Pour de nombreuses personnes, les moments après une conversation - et parfois même pendant la conversation - peuvent être remplis de doutes. Il y a beaucoup de devinettes, comme ce qu'a pensé la personne de l'autre côté de la conversation? Et doublez la spéculation si vous vous rencontrez pour la première fois.

Nous nous engageons dans ce qu'on appelle la «méta-perception», ou l'acte d'essayer de comprendre ce que les autres pensent de nous. Le résultat final de cette gymnastique mentale est que nous pensons que les gens ne nous aiment pas beaucoup après cette première conversation.

Cependant, nous ne devrions pas nous inquiéter autant, car il s'avère que les gens ont tendance à nous aimer très bien même après une seule conversation, selon une étude publiée dans la revue Psychological Science.

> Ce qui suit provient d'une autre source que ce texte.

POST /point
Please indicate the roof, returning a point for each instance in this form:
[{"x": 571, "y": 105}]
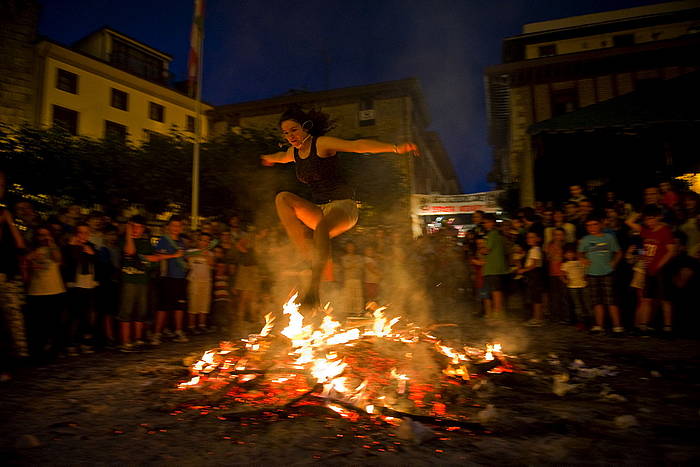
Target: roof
[
  {"x": 121, "y": 35},
  {"x": 388, "y": 89},
  {"x": 674, "y": 101}
]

Attention à «l'écart de goût»

Les chercheurs ont appelé cela déconnecter «l'écart de goût», et cela nous empêche de profiter d'une «partie enrichissante de la vie sociale», écrivent les chercheurs.

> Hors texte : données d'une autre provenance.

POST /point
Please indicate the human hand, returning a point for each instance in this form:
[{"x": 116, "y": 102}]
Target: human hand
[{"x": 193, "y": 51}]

"Nos recherches suggèrent qu'estimer avec précision à quel point un nouveau partenaire de conversation nous aime - même s'il s'agit d'une partie fondamentale de la vie sociale et avec laquelle nous avons beaucoup de pratique - est une tâche beaucoup plus difficile que nous ne l'imaginons", selon les premiers auteurs de l'étude, Erica Boothby, chercheur postdoctoral à l'Université Cornell, et Gus Cooney, chercheur postdoctoral à l'Université Harvard, ont déclaré à l'Association for Psychological Science.

Pour tester la validité de l'écart de préférence, les chercheurs ont mené un certain nombre d'expériences. Le premier a invité des gens à venir dans un laboratoire de l'Université de Yale pour avoir une conversation de cinq minutes avec un inconnu du même sexe. Trente-six participants ont reçu des brise-glace pour aider à faire avancer la conversation, y compris des questions du type "D'où venez-vous?" et "Quels sont vos hobbies?".

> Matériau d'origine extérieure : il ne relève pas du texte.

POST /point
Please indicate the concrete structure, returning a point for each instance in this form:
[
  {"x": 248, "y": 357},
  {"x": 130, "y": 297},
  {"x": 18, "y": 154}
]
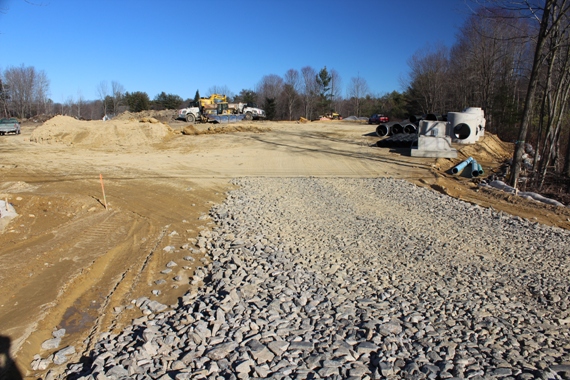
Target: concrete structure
[
  {"x": 433, "y": 140},
  {"x": 467, "y": 126}
]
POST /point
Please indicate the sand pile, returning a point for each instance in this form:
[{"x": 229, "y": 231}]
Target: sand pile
[
  {"x": 489, "y": 149},
  {"x": 101, "y": 134},
  {"x": 164, "y": 116}
]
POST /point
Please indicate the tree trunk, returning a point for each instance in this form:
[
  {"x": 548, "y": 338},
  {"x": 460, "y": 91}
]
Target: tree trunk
[{"x": 529, "y": 100}]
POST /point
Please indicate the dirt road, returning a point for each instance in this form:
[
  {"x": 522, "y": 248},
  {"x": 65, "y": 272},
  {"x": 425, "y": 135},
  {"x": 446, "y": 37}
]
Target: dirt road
[{"x": 67, "y": 262}]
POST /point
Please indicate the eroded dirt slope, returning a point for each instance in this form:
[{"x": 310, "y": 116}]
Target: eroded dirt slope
[{"x": 67, "y": 262}]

Même les colocataires de l'université n'étaient pas précis sur la façon dont leur colocataire les percevait. (Photo: XiXinXing / Shutterstock)

Après la conversation, les participants ont été escortés dans différentes pièces où ils ont répondu à un sondage sur combien ils aimaient leur partenaire de conversation et combien ils percevaient que leur partenaire les aimait. Le résultat final était que les gens sous-estimaient à quel point l'autre personne les aimait. Après que les assistants de recherche aient traversé et tenté de coder les signaux de personnes qui s'aiment pendant les conversations - ils ont été enregistrés, avec le consentement des participants - et ont constaté que nous ignorons souvent simplement les signaux que l'autre personne nous donne.

Une deuxième expérience a impliqué un plus grand groupe de personnes, 84 cette fois, et il n'y avait pas de brise-glace - un effort pour que les conversations «se déroulent plus naturellement». Après la conversation, les participants ont écrit sur leurs impressions à la fois de leur interlocuteur et d'eux-mêmes, répondant à des questions sur les points des conversations qui les ont amenés à développer ces impressions. Encore une fois, les gens ont sous-estimé à quel point les gens les aimaient.

Des expériences supplémentaires ont été menées pour voir si l'écart de sympathie diminuait si la conversation durait plus de cinq minutes - ce n'était pas le cas; il est resté relativement stable - et pour voir si l'écart de goût existait dans des environnements non-laboratoire, y compris un atelier universitaire intitulé "Comment parler à des étrangers", et comprenait également des camarades de suite dans un dortoir d'université qui vivaient ensemble pendant une année universitaire complète. Dans ces deux derniers cas, les gens se considéraient toujours comme moins intéressants ou moins appréciés par l'autre personne que la façon dont cette personne les avait évalués.

Tu m'aimes! Tu m'aimes vraiment!

L'écart de goût n'était pas limité par le sexe ou le temps passé par deux personnes ensemble. (Photo: Monkey Business Images / Shutterstock)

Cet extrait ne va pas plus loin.